We can also speculate on how the aggregator can be prevented from knowing whose opinions are being aggregated. He described a system where everyone would get a UUID to use to identify themselves to the aggregator along with their opinion. The aggregator then only knows the UUID’s and can match these to the opinions and the trust vector (also provided with UUID). Now, however, the aggregator doesn’t know if real people gave it the information or if it was Alice just generating UUIDs and fake opinions/trusts used to isolate a specific member’s opinion. The solution for this is to use an identity server that is used to prove that each UUID corresponds to a real person. The identity server then sends a message back to each rater verifying their identity that they can forward in their message to the aggregator. Thus the aggregator knows that the UUIDs are real but doesn’t know anything else about them.
Clearly this can also be used in the community system but it isn’t clear why we’d want to. The community initiates a request to the ratings system and either knows certainly or probably who the raters are going to be (eg experts in foreign policy). Since the raters are probably public information anyway, it doesn’t seem like anyone would care that the aggregator also knows who they are.

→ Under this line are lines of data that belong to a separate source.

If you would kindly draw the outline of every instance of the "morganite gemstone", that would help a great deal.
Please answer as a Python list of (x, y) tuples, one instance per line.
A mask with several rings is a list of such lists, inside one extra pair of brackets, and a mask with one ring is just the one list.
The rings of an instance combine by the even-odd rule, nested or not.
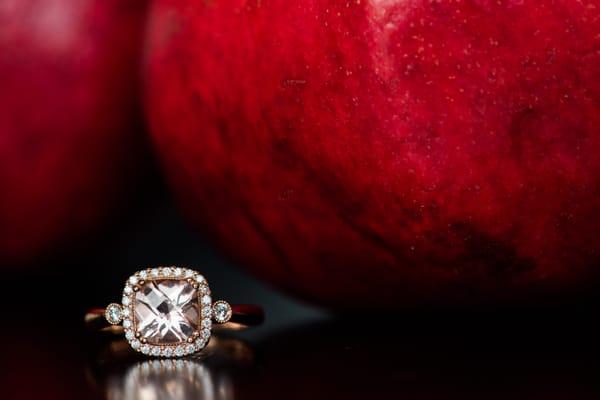
[(198, 292), (185, 280), (146, 282), (135, 294), (137, 330), (151, 344), (184, 342), (198, 330)]

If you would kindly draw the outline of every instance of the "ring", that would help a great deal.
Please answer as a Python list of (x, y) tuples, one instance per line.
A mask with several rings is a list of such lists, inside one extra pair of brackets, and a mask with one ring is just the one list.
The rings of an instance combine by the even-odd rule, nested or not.
[(124, 333), (133, 350), (154, 357), (199, 352), (213, 329), (239, 330), (263, 319), (259, 306), (213, 302), (206, 279), (180, 267), (137, 271), (125, 283), (121, 304), (91, 309), (85, 315), (88, 328)]

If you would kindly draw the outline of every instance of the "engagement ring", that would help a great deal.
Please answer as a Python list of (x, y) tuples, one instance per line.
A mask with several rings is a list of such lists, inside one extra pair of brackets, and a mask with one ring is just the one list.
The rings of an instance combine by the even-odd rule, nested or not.
[(132, 349), (154, 357), (196, 353), (207, 345), (213, 329), (243, 329), (263, 319), (258, 306), (213, 302), (206, 279), (180, 267), (136, 272), (125, 284), (121, 304), (85, 315), (88, 327), (124, 333)]

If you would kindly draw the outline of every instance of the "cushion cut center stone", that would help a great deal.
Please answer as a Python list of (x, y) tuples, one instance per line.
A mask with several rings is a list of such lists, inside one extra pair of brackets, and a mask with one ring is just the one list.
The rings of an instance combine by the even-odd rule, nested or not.
[(198, 292), (185, 280), (148, 281), (135, 294), (137, 330), (151, 344), (185, 342), (198, 330)]

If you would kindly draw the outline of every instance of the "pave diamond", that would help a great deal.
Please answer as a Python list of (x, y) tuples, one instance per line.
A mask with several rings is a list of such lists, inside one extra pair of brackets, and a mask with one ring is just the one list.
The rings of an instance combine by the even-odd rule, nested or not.
[(135, 295), (137, 330), (148, 343), (185, 342), (198, 330), (198, 292), (185, 280), (146, 282)]
[(223, 324), (231, 319), (231, 306), (226, 301), (219, 300), (213, 304), (213, 317), (215, 321)]
[(121, 310), (122, 309), (120, 305), (116, 303), (109, 304), (108, 307), (106, 307), (104, 316), (110, 324), (116, 325), (121, 322), (121, 319), (123, 318), (123, 313)]

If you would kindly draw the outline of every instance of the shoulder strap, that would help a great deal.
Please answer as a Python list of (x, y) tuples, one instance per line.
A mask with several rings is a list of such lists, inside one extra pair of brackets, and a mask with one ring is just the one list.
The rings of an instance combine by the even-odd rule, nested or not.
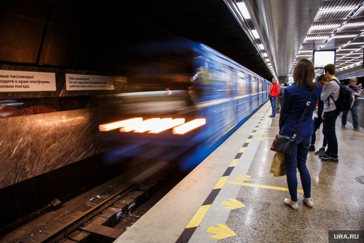
[(312, 94), (313, 93), (313, 91), (314, 90), (314, 89), (312, 90), (312, 91), (311, 92), (311, 94), (310, 95), (310, 98), (308, 98), (308, 101), (306, 102), (306, 107), (305, 107), (305, 110), (303, 111), (303, 113), (302, 113), (302, 115), (301, 116), (301, 119), (300, 120), (300, 122), (298, 124), (298, 126), (297, 126), (297, 128), (296, 129), (296, 131), (294, 131), (294, 133), (293, 134), (293, 136), (292, 138), (296, 138), (296, 136), (297, 134), (297, 132), (298, 132), (298, 129), (300, 128), (300, 126), (301, 126), (301, 124), (302, 122), (302, 120), (303, 119), (303, 117), (305, 116), (305, 113), (306, 113), (306, 111), (307, 110), (307, 107), (310, 106), (311, 104), (311, 102), (310, 101), (311, 100), (311, 97), (312, 97)]

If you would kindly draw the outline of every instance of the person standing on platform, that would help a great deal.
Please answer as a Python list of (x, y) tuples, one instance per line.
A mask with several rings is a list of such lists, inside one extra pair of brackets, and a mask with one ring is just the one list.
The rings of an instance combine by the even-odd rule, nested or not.
[[(349, 81), (349, 85), (348, 86), (353, 90), (354, 93), (355, 95), (355, 98), (358, 96), (358, 88), (356, 86), (356, 84), (358, 83), (358, 79), (356, 78), (352, 78)], [(353, 126), (354, 127), (354, 130), (360, 130), (359, 129), (359, 125), (358, 124), (358, 102), (356, 99), (355, 99), (354, 101), (354, 104), (353, 106), (350, 109), (350, 111), (351, 111), (351, 117), (353, 118)], [(341, 127), (345, 128), (346, 125), (346, 117), (348, 115), (348, 111), (346, 111), (343, 112), (343, 117), (341, 117)]]
[[(329, 81), (325, 78), (324, 74), (321, 74), (317, 79), (317, 82), (321, 85), (321, 86), (323, 87), (329, 82)], [(321, 117), (322, 112), (324, 110), (324, 102), (320, 98), (317, 101), (316, 109), (315, 110), (314, 118), (313, 118), (313, 133), (312, 134), (311, 139), (311, 146), (308, 150), (310, 151), (315, 151), (315, 143), (316, 142), (316, 131), (318, 130), (321, 124), (322, 124), (322, 132), (324, 134), (324, 142), (323, 143), (322, 147), (318, 151), (315, 152), (315, 154), (319, 154), (325, 153), (326, 146), (327, 145), (327, 138), (325, 136), (325, 120)]]
[[(287, 169), (287, 184), (290, 199), (285, 199), (284, 203), (293, 209), (298, 208), (297, 201), (297, 169), (300, 172), (303, 189), (302, 200), (309, 207), (312, 207), (311, 200), (311, 176), (306, 165), (310, 148), (311, 137), (313, 133), (312, 113), (316, 108), (322, 90), (319, 84), (312, 82), (315, 77), (313, 64), (308, 60), (301, 59), (293, 70), (293, 85), (286, 88), (282, 100), (279, 118), (280, 133), (292, 137), (294, 135), (302, 114), (309, 101), (309, 106), (292, 144), (291, 154), (285, 156)], [(311, 96), (312, 94), (312, 96)], [(310, 97), (311, 99), (309, 100)]]
[(279, 114), (281, 111), (281, 102), (282, 101), (282, 97), (283, 97), (283, 90), (284, 88), (282, 85), (282, 82), (278, 82), (278, 85), (279, 85), (279, 94), (277, 99), (277, 113)]
[(270, 105), (272, 107), (272, 114), (268, 116), (274, 118), (276, 117), (276, 114), (277, 113), (277, 97), (279, 95), (279, 86), (277, 84), (276, 79), (274, 78), (272, 79), (272, 83), (273, 84), (269, 88), (269, 94), (271, 96), (269, 100), (270, 101)]
[(323, 88), (320, 98), (324, 101), (324, 111), (321, 117), (325, 119), (326, 131), (324, 135), (327, 138), (328, 146), (326, 151), (318, 156), (324, 161), (337, 163), (339, 160), (335, 127), (340, 111), (336, 108), (334, 101), (337, 101), (339, 98), (340, 82), (335, 77), (334, 64), (328, 64), (324, 67), (324, 70), (325, 78), (329, 79), (329, 82)]

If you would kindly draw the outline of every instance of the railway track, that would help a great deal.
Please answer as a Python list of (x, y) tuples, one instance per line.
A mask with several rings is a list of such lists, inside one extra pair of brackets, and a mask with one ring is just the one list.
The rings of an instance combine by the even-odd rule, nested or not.
[[(134, 166), (128, 175), (124, 173), (65, 203), (0, 238), (0, 242), (112, 242), (153, 207), (157, 198), (169, 191), (159, 191), (174, 166), (173, 163), (154, 161), (146, 168)], [(157, 197), (148, 201), (156, 193)], [(136, 212), (137, 216), (128, 217), (147, 201)]]

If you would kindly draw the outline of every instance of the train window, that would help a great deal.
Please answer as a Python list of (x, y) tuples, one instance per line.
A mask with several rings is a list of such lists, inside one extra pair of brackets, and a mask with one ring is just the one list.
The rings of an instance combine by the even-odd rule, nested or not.
[(233, 95), (233, 71), (223, 67), (221, 71), (220, 80), (223, 81), (221, 89), (223, 97), (231, 97)]
[(253, 77), (252, 79), (252, 93), (256, 93), (257, 92), (257, 80), (258, 79), (255, 77)]
[(237, 79), (238, 86), (237, 89), (240, 90), (239, 94), (241, 95), (246, 94), (248, 85), (245, 74), (241, 71), (238, 71), (237, 72)]

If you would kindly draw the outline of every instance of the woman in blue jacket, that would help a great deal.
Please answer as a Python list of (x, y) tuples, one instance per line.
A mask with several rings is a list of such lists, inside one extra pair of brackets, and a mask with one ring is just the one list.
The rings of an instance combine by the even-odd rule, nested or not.
[(313, 82), (314, 76), (312, 63), (305, 59), (300, 60), (293, 70), (294, 83), (285, 89), (282, 100), (279, 119), (280, 132), (284, 135), (292, 137), (298, 126), (311, 92), (313, 91), (309, 101), (310, 104), (305, 113), (292, 145), (291, 154), (285, 156), (287, 183), (291, 198), (285, 199), (284, 203), (293, 209), (298, 208), (297, 168), (303, 189), (302, 200), (309, 207), (313, 205), (311, 200), (311, 176), (306, 165), (306, 161), (311, 136), (313, 133), (312, 114), (322, 90), (319, 84)]

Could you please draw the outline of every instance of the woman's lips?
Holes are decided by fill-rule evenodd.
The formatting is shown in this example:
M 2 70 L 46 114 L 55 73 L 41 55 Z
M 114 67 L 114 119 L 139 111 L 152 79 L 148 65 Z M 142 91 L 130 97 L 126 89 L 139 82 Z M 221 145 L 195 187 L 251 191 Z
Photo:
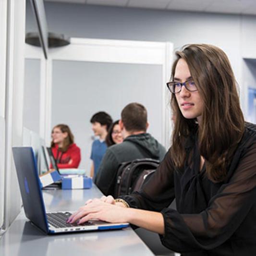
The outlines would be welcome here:
M 182 108 L 183 110 L 188 110 L 192 108 L 194 104 L 193 103 L 186 102 L 181 104 Z

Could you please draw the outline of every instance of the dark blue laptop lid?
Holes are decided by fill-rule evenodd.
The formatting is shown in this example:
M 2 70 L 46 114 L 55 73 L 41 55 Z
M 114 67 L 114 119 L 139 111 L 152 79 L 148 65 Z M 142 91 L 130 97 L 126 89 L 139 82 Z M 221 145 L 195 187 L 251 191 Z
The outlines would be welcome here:
M 13 147 L 12 153 L 26 217 L 48 233 L 45 207 L 33 149 Z

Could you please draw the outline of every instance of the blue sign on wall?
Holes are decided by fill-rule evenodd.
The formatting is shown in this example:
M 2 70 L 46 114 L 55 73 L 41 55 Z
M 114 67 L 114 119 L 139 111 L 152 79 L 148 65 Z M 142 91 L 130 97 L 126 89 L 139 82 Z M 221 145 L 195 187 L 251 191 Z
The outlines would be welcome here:
M 248 88 L 248 114 L 246 121 L 256 123 L 256 89 Z

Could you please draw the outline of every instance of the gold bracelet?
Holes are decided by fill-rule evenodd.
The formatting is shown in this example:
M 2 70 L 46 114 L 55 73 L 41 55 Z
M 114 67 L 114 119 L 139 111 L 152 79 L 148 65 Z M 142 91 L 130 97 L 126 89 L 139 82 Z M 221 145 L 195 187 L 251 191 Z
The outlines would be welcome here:
M 116 203 L 122 203 L 124 206 L 125 208 L 130 208 L 130 206 L 128 205 L 128 203 L 123 199 L 122 199 L 121 198 L 117 198 L 115 199 L 115 202 Z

Of course, there may be experts in foreign policy who serve the community but wish to remain as anonymous as possible. Certainly public intellectuals like this exist in our own society and have a high degree of influence while concealing important aspects of their identity. Options like the above could be used to allay their privacy concerns. In fact, a robust privacy system of this kind might encourage more bright minds to participate in public policy.
We’ve concluded in each of the scenarios that the CRS can function technically much like the SRS would. Again, at its most basic, the CRS is really nothing more than an SRS that a group of people decide to use. The difference is that the CRS, by default, chooses its raters and their trust publicly and disseminates its ratings publicly. In any event, the CRS would have an aggregator, an identity server, a means to hide the participants through a UUID mechanism and an information flow that parallels the SRS.